How Thailand controlled the spread of Covid-19
With dozens of countries struggling to cope with the Covid-19 pandemic, two celebrated economists believe Thailand was saved from the worst effects by its commitment to a robust public health system, a network of national volunteers, the widespread use of masks, and a healthy dose of luck.
“It was predicted that Thailand would be the third-worst-affected country after China and Hong Kong, so it has been quite remarkable that there have been so few deaths,” said Chris Baker and his colleague Pasuk Phongpaichit in a talk on YouTube.
The pair of award-winning economists have authored several books that explain Thailand to international audiences with uncommon clarity and entertaining insights, including “Thailand Boom and Bust,” “Thailand’s Crisis,” and “Thailand Economy and Politics.”

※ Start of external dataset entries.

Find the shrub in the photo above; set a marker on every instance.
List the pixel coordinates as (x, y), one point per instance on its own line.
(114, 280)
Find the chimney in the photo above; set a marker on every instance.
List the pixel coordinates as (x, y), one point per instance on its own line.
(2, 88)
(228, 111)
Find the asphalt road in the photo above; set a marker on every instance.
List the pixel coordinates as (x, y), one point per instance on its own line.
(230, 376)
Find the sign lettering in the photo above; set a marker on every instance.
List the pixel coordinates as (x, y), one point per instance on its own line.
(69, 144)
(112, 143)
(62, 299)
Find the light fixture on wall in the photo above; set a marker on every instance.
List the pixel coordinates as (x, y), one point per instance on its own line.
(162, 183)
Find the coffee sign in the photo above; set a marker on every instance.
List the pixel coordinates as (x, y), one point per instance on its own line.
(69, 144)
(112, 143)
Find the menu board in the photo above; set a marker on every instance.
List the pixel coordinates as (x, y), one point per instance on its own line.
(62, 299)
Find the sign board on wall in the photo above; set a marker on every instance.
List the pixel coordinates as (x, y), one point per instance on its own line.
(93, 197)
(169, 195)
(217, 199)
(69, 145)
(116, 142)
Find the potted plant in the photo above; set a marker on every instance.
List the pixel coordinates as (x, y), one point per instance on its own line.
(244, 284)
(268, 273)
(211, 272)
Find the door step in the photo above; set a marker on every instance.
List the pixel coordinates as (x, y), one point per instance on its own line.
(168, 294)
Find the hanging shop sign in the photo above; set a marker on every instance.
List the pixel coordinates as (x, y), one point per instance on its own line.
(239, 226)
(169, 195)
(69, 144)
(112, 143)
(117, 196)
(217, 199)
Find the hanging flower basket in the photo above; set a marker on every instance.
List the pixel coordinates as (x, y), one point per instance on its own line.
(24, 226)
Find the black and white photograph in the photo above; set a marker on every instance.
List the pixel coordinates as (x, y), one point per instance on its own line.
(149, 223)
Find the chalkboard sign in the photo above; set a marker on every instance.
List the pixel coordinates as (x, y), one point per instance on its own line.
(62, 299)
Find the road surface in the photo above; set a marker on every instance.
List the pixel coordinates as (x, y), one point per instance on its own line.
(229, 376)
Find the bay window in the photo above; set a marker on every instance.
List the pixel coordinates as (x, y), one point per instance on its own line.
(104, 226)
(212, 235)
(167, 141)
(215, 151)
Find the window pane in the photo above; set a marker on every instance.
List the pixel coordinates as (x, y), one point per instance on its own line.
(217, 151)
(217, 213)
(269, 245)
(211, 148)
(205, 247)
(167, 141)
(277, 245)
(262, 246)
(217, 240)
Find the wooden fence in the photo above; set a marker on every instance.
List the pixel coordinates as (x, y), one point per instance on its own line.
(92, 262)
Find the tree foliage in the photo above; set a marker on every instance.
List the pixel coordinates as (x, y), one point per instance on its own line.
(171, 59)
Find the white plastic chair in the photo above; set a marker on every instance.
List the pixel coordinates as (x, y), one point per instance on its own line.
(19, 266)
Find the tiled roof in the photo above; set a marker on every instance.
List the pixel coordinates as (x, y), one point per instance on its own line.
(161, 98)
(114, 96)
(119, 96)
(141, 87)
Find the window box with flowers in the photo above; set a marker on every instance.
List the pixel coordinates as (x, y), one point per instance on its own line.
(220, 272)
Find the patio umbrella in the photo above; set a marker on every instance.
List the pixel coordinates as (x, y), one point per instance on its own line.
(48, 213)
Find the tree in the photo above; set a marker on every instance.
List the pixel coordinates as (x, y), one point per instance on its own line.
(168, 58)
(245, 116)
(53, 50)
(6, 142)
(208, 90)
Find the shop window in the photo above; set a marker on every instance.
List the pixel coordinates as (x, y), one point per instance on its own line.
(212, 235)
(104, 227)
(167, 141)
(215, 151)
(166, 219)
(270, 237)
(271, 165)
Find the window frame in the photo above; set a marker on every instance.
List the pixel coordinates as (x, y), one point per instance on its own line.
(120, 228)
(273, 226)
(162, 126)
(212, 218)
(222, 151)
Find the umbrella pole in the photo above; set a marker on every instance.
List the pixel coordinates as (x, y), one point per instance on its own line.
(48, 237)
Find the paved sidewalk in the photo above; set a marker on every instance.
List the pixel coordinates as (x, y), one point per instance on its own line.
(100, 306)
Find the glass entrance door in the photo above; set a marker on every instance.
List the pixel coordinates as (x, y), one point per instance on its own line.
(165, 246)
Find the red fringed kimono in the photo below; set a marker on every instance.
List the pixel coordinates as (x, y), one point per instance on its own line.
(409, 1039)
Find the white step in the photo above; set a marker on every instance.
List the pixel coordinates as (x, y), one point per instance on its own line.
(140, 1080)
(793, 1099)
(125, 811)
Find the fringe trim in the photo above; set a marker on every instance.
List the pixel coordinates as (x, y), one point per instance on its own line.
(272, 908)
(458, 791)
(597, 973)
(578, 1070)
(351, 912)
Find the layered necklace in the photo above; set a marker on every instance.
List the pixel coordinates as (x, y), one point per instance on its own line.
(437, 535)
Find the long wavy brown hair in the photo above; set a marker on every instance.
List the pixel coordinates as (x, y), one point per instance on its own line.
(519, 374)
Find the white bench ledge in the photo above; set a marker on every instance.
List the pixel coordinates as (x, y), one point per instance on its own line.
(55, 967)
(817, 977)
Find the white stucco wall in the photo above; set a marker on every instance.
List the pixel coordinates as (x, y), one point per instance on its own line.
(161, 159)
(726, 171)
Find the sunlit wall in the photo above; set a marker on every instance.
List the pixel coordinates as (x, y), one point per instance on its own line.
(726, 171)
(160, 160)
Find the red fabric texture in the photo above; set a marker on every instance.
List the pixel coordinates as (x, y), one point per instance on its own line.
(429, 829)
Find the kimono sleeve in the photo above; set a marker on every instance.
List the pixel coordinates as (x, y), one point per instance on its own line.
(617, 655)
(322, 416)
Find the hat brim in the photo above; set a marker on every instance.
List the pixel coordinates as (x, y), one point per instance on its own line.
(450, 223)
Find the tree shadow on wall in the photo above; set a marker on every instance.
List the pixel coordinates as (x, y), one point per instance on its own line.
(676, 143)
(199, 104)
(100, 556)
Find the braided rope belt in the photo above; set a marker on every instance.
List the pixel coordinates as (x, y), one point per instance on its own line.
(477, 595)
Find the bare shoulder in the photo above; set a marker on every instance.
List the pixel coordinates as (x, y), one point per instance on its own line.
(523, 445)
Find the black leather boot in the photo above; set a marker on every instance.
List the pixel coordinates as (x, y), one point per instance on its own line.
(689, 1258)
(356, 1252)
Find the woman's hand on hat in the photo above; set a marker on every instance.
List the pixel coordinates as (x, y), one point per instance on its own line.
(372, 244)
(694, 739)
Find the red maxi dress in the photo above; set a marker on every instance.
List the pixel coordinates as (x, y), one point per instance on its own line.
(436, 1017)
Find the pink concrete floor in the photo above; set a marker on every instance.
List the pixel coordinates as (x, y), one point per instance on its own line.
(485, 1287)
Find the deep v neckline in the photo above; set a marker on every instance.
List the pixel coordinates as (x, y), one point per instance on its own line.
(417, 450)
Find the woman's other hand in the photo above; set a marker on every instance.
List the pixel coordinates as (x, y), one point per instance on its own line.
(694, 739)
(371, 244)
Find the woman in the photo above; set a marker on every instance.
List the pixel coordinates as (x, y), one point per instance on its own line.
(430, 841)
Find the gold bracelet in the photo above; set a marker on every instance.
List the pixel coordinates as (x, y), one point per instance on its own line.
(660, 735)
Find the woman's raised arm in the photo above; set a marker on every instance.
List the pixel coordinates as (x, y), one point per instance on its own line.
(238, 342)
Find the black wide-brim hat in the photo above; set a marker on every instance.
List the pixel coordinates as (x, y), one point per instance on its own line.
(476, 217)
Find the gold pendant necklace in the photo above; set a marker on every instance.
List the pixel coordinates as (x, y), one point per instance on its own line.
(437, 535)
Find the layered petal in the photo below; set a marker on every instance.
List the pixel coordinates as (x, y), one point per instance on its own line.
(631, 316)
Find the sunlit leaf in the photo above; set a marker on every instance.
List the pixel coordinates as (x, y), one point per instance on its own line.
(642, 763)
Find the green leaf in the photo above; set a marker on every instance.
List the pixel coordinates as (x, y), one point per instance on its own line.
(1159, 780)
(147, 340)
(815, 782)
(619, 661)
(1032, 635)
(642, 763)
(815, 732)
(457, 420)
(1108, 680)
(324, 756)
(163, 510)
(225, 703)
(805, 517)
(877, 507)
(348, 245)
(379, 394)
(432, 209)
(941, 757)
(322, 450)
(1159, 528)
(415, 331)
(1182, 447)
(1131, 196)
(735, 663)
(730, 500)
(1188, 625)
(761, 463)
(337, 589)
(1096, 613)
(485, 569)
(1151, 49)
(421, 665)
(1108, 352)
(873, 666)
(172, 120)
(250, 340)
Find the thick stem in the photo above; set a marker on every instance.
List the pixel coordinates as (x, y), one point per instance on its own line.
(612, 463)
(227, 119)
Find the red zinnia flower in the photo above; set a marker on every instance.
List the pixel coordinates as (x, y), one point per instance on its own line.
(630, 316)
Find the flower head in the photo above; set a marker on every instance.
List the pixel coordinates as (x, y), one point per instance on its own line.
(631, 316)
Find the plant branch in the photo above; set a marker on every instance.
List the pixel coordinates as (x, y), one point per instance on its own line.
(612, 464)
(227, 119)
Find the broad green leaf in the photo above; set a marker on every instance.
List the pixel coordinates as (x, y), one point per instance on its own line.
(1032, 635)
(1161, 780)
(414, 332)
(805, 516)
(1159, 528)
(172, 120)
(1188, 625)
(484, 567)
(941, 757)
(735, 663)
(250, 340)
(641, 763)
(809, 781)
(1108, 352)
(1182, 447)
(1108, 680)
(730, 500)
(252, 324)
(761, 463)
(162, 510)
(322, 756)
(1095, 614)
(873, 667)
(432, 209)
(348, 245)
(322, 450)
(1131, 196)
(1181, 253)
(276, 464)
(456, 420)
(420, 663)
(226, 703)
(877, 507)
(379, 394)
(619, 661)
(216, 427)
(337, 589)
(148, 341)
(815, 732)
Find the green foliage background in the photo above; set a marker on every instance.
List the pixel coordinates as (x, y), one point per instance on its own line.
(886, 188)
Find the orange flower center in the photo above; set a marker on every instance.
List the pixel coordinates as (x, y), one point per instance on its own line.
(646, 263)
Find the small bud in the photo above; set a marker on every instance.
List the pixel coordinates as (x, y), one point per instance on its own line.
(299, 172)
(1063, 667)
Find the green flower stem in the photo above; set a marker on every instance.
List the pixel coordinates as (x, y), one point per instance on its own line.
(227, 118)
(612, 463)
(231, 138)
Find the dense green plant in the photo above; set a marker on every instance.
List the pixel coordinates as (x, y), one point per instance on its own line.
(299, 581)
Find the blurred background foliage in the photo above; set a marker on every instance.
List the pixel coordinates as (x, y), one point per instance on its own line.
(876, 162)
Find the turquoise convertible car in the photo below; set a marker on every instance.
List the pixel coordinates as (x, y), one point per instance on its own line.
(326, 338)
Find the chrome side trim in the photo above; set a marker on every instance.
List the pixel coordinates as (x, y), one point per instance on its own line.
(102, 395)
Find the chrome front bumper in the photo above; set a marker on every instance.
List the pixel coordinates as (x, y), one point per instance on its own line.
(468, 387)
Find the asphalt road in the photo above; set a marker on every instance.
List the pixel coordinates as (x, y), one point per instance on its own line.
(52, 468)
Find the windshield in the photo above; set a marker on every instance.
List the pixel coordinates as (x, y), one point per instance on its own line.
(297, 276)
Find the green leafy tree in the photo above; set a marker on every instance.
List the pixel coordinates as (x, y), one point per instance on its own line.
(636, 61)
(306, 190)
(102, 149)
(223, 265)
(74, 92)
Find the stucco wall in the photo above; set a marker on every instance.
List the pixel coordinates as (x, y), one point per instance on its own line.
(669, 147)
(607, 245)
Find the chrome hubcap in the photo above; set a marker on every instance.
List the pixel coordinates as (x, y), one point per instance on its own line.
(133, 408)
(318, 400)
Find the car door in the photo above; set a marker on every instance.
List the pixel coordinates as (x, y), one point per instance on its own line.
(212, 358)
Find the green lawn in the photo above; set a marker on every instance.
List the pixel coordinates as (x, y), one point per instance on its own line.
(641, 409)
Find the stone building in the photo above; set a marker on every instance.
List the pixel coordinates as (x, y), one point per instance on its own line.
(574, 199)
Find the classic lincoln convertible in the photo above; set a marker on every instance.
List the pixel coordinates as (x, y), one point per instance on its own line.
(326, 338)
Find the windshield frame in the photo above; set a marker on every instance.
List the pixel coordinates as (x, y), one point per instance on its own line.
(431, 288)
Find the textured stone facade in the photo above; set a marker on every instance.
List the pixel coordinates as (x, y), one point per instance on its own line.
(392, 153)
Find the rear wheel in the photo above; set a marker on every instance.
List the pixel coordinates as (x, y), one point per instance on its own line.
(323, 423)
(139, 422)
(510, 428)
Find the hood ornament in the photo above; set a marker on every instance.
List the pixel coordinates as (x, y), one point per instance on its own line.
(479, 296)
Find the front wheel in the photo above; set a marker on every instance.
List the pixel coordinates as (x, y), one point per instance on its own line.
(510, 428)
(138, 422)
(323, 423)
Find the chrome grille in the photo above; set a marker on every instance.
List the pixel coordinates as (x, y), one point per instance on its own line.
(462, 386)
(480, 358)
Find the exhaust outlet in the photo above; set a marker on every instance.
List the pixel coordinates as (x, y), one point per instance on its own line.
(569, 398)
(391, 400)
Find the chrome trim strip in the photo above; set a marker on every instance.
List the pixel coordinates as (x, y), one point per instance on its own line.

Among the most critical factors in the Kingdom’s effective response, Pasuk and Baker said, were Thailand’s commitment to a robust public health system and the medical community’s experience in dealing with SARS in 2003.
“Because of their experience with SARS, the doctors started treating bad cases of coronavirus with treatments they had developed for SARS, including anti-retrovirals that had been developed for HIV/AIDS. They didn’t know why they worked, but they did, and so they kept using them,” Baker said.
Also, a nationwide network of one million health volunteers assisted with contact tracing, monitoring cases in villages, and providing health information to people. “That’s very important for how coronavirus was treated here,” Baker said.
He also credited the Ministry of Public Health and the medical community with being transparent about the situation. That gained them the confidence and cooperation of the public when they needed to take restrictive measures.
The Kingdom also benefitted from some bits of luck that were initially bad but turned out to be good, said Baker. Thailand had been experiencing a dust and haze problem before the virus arrived. “So lots of people were already wearing masks,” he said. Baker added that “it’s pretty clear that this virus does not like heat and dryness.” When the virus did reach Thailand, the Kingdom was in the midst of a record drought.
Looking forward, Pasuk said that the “Covid crisis represents an opportunity to review the national strategy and adjust it towards more decentralization and sustainability.”
Prime Minister Prayut Chan-o-cha has instructed the national planning agency and economic ministers to re-examine the strategy and make any necessary modifications to take into account pandemics and other potential threats.
“Some of us have already been arguing that we need to cultivate more local sources of growth, reform the taxation and logistics systems, and give more authority to local governments for planning. Also, we need to improve social welfare programs and education reforms,” Pasuk said.